Troisièmement : Aixtron n'est pas seulement une histoire de puces ; c'est aussi une histoire de scandale d'espionnage et de monopole.

Les acteurs du marché négligent qu'Aixtron, étant une entreprise allemande, produit des équipements que la Chine a tenté de copier pendant des années. L'augmentation de la participation de Morgan Stanley à 3,27 % n'est pas seulement une opération financière. C'est un geste politique de confiance du capital américain dans la protection technologique allemande. Si une guerre commerciale avec la Chine éclate, Aixtron recevra des milliards d'euros de contrats gouvernementaux de l'UE en tant qu'« infrastructure critique ».


Prévisions : 30 Prochains Jours et 90 Prochains Jours

30 Prochains Jours (d'ici le 12 juillet 2026) :

Le marché continuera à digérer l'écart entre les logiciels américains « chers » et le matériel européen « bon marché ». Nous assisterons à une consolidation de l'indice STOXX 600, mais avec une forte divergence interne. Les actions Aixtron et ASML surperformeront le marché de 2 à 3 % par semaine jusqu'à la publication des résultats semestriels.

90 Prochains Jours (d'ici septembre 2026) :

Le principal moteur sera la dynamique des taux aux États-Unis et à la BCE. Si la Fed commence à préparer une baisse (le marché intègre une probabilité de 52 % pour une baisse), les valeurs cycliques européennes (industrie, chimie) recevront un puissant coup de pouce. Morgan Stanley, qui a doublé la mise maintenant, pourrait voir +15 à 20 % sur son portefeuille d'ici septembre, surperformant tous ceux qui sont restés en cash.

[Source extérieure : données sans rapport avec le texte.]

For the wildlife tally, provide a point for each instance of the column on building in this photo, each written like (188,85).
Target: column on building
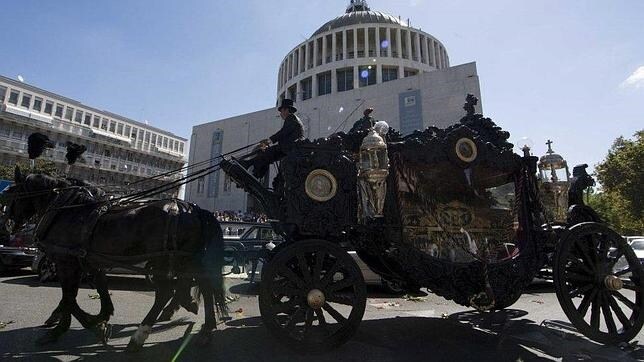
(355,43)
(366,42)
(315,53)
(356,79)
(389,42)
(377,32)
(324,50)
(417,44)
(334,47)
(425,50)
(408,41)
(344,44)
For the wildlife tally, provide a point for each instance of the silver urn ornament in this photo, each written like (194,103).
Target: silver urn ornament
(373,169)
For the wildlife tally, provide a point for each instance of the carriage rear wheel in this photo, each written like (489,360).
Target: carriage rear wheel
(312,296)
(599,283)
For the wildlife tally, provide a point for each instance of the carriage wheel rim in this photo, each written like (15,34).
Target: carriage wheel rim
(611,304)
(324,312)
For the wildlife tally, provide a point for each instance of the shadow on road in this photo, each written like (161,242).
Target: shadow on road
(468,336)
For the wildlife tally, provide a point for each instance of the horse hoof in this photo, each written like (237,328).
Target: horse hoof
(204,338)
(133,347)
(46,338)
(103,332)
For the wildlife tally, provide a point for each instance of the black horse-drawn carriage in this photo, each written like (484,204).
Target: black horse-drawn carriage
(454,210)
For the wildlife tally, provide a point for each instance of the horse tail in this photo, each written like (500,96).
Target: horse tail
(214,260)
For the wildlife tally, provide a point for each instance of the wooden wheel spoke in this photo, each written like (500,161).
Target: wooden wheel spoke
(608,315)
(292,277)
(321,320)
(317,268)
(304,268)
(594,314)
(328,277)
(585,303)
(581,265)
(581,290)
(578,277)
(588,260)
(339,285)
(341,299)
(334,313)
(286,290)
(624,300)
(622,272)
(630,285)
(296,317)
(285,307)
(618,311)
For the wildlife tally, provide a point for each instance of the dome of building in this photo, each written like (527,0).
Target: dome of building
(359,17)
(357,49)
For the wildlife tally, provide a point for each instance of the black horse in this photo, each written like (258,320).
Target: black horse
(176,238)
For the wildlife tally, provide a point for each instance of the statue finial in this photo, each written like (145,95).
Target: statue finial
(470,102)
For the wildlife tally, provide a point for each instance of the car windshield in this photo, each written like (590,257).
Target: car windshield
(638,244)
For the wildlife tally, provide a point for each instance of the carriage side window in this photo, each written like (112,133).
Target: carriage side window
(200,185)
(49,106)
(26,100)
(13,97)
(37,104)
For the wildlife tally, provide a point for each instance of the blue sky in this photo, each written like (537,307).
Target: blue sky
(564,70)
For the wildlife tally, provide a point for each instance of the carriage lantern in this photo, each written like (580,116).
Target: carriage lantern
(372,172)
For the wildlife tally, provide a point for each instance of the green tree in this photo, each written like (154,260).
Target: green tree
(621,174)
(41,166)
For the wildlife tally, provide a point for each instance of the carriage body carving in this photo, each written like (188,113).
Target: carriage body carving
(461,216)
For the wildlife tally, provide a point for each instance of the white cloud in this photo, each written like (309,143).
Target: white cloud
(635,80)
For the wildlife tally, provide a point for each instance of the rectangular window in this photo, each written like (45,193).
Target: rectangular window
(345,79)
(38,104)
(367,75)
(306,86)
(26,100)
(13,97)
(324,83)
(49,106)
(69,111)
(389,73)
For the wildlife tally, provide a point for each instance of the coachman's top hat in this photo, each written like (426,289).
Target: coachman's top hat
(287,103)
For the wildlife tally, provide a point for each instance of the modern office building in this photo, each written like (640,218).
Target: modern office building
(119,150)
(360,59)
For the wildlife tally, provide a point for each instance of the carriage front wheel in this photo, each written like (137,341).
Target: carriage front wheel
(599,283)
(312,296)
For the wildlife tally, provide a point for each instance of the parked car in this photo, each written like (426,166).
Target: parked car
(17,250)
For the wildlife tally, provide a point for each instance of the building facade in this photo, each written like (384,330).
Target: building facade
(119,150)
(360,59)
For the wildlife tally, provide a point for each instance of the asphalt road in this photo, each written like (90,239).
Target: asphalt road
(394,328)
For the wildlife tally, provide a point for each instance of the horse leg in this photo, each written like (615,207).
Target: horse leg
(55,316)
(210,322)
(69,277)
(162,294)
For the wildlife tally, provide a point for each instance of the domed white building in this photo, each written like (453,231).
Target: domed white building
(360,59)
(358,49)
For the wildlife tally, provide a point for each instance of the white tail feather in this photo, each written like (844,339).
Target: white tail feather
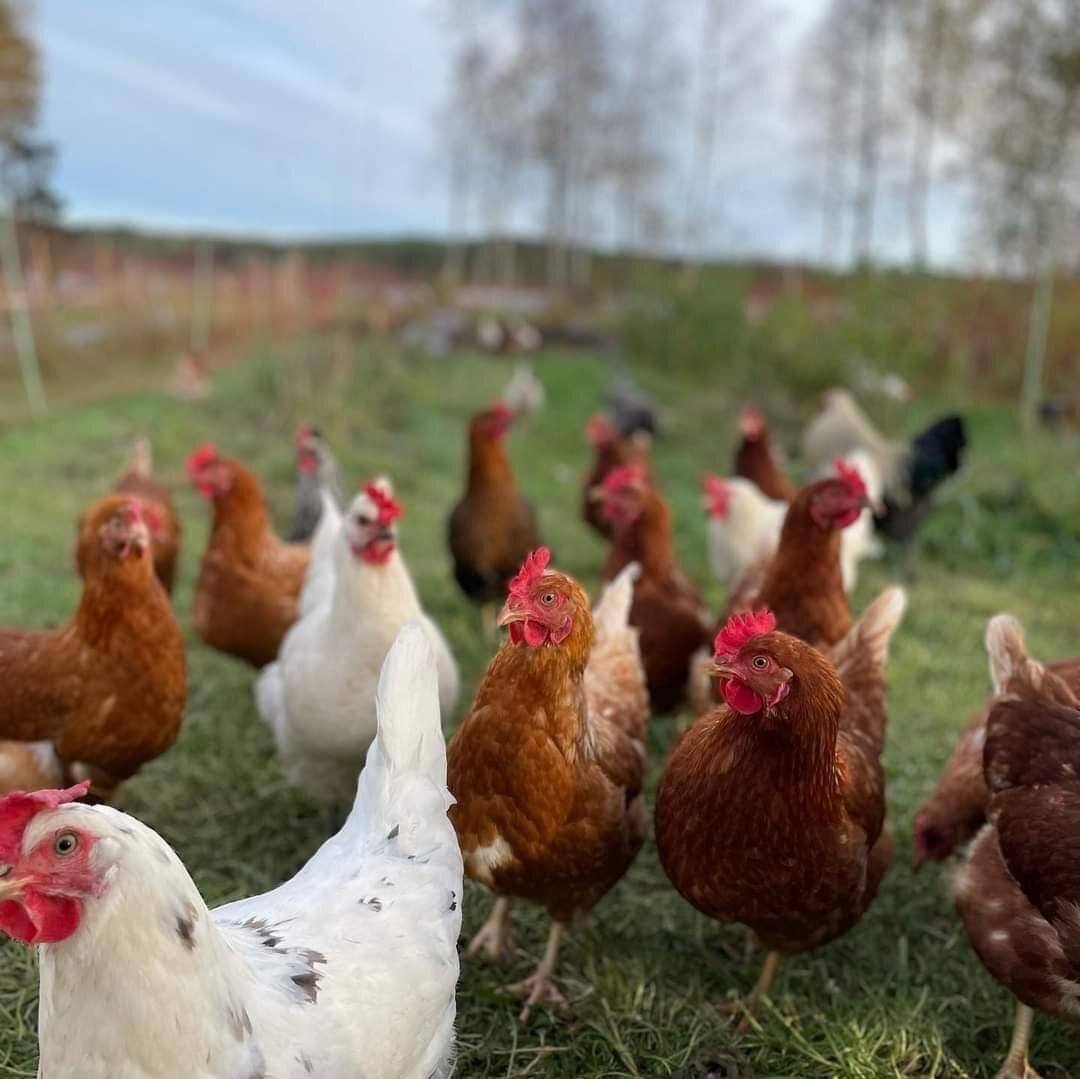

Le risque clé est que la trêve au Moyen-Orient échoue. Alors le marché s'effondrera, mais Morgan Stanley achètera davantage, car leur horizon d'investissement est de 2 à 3 ans.


Prévision Éditoriale

Actif : Actions Aixtron (AIXA.DE).

Direction : Hausse — objectif 58,50 € - 60,00 € dans les 24 à 72 heures suivant la confirmation des nouvelles sur la stratégie du fonds.

Niveaux Clés : Résistance actuelle à 56,50 €. Une rupture de ce niveau avec un volume élevé ouvrira la voie vers 61,00 € (plus haut annuel). Le support se forme à 54,00 €.

Niveau de Confiance : Élevé (85 %). Morgan Stanley a officiellement divulgué une participation supérieure à 3 %, ce qui est un signal formel au marché. Parallèlement, les commandes fondamentales d'Aixtron augmentent, confirmées par le contrat avec ROHM.

Risque Principal : Un effondrement général du secteur technologique dû à un discours hawkish de la Fed. Si les investisseurs commencent à sortir de tous les actifs risqués sans discernement, Aixtron pourrait chuter en ligne avec le Nasdaq, malgré sa nature « physique ». Probabilité d'un tel scénario : 20-25 %, compte tenu des dernières données sur l'inflation américaine.

L'opinion éditoriale n'est pas une recommandation d'investissement. Vous prenez vos propres décisions de trading.